Он сделал легкий надрез в нижней половине живота, и Юджин увидел, как в том месте, которого коснулся нож, брызнули струйки крови. Разрез выглядел совсем небольшим. Сестра губкой снимала кровь, едва только она выступала. Затем хирург сделал второй надрез, и тогда показалась ткань, выстилающая изнутри мышцы живота и защищающая кишечник.
– Я не хочу делать слишком большой разрез, – спокойно сказал хирург, словно разговаривая сам с собой. – А то с этими внутренностями потом большая возня. Приподымите слегка края, доктор. Очень хорошо. Губку, мисс Вуд. А теперь, если мы сделаем еще один надрез здесь…
Он снова стал орудовать своим инструментом, совсем как добросовестный столяр или плотник. Потом бросил нож в таз с водою на столике мисс Вуд и, просунув пальцы в кровоточащую рану, к которой сестра все время прикладывала губку, что-то обнажил. Что это? Сердце у Юджина судорожно заколотилось. Доктор Ламберт просовывал пальцы все глубже – сперва средний, затем также и указательный, – приговаривая при этом:
– Что-то я ножку не нахожу. А ну-ка, еще поищем. Ага, вот она!
– Разрешите, доктор, слегка подвинуть головку?
Это говорил молодой врач, находившийся слева от доктора Ламберта.
– Осторожнее только! Осторожнее! Она пригнута почти к самому кончику. Ну, теперь я ее держу. Тише, доктор, не забывайте о последе.
Из жуткой раны появилось что-то залитое кровью, что-то странное – крохотная ступня, ножка, тельце, голова…
«Боже мой, какой ужас!» – мысленно произнес Юджин, и снова слезы выступили у него на глазах.

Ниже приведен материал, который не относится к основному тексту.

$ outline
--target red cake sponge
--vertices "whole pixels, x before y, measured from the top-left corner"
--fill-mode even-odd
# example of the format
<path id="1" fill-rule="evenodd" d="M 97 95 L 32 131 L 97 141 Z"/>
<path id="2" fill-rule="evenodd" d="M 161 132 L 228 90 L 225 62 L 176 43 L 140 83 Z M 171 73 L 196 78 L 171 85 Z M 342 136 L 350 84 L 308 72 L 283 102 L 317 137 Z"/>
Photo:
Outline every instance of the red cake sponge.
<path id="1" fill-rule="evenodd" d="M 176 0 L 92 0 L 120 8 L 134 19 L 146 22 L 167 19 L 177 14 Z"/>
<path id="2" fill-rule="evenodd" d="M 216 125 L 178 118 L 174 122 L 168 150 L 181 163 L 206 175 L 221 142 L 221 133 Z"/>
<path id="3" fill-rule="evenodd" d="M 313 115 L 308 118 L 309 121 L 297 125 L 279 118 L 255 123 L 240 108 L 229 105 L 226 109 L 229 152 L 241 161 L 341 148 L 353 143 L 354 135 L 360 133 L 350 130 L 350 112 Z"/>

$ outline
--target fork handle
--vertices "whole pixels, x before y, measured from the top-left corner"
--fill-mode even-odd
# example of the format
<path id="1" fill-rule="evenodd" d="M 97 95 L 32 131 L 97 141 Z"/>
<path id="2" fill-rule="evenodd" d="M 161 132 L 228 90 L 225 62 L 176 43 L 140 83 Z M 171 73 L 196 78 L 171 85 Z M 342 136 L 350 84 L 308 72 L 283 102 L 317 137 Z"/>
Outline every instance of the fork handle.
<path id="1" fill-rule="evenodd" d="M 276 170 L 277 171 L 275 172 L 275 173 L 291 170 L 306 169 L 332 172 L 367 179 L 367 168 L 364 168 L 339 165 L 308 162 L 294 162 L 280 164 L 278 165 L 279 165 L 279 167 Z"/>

– Послед, доктор… Следите за брюшиной, мисс Вуд. Ребенок жив, все в порядке. Как пульс больной, мисс де Саль?
– Слабоват, доктор.
– Поменьше эфиру в таком случае. Ну, теперь можно все укладывать на место. Губку. Придется, Уиллетс, потом наложить швы. Боюсь, что само не заживет. Некоторые хирурги придерживаются другого мнения, но я не верю в возможность самопроизвольного заживления у нее. Наложим по крайней мере три или четыре шва.
Они работали, как плотники, как столяры, как электромонтеры. Анджела, казалось, была для них не более как манекен. И все же в их медленных, уверенных движениях чувствовалась напряженность и торопливость. «Тише едешь – дальше будешь», – вдруг всплыла в памяти Юджина старая поговорка. Он наблюдал за тем, что разыгрывалось у него на глазах, и ему казалось, что все это сон, кошмарный сон, или потрясающая картина, вроде знаменитого полотна Рембрандта «Ночной дозор». Молодой хирург – тот, которого Юджин не знал, – высоко поднял какой-то предмет фиолетового цвета, держа его за ножку, точно освежеванного кролика; Юджин с ужасом сообразил, что это его ребенок, – ребенок Анджелы, – тот самый, из-за которого здесь вели такую отчаянную борьбу, терпели такие страшные мучения. Это было чудовище, игра природы, нечто немыслимое, бесформенное. Юджин не хотел верить своим глазам; он увидел, как доктор шлепнул ребенка по спине и с любопытством разглядывает его. И в этот момент послышался слабый крик, – нет, в сущности даже не крик, а чуть слышный странный звук.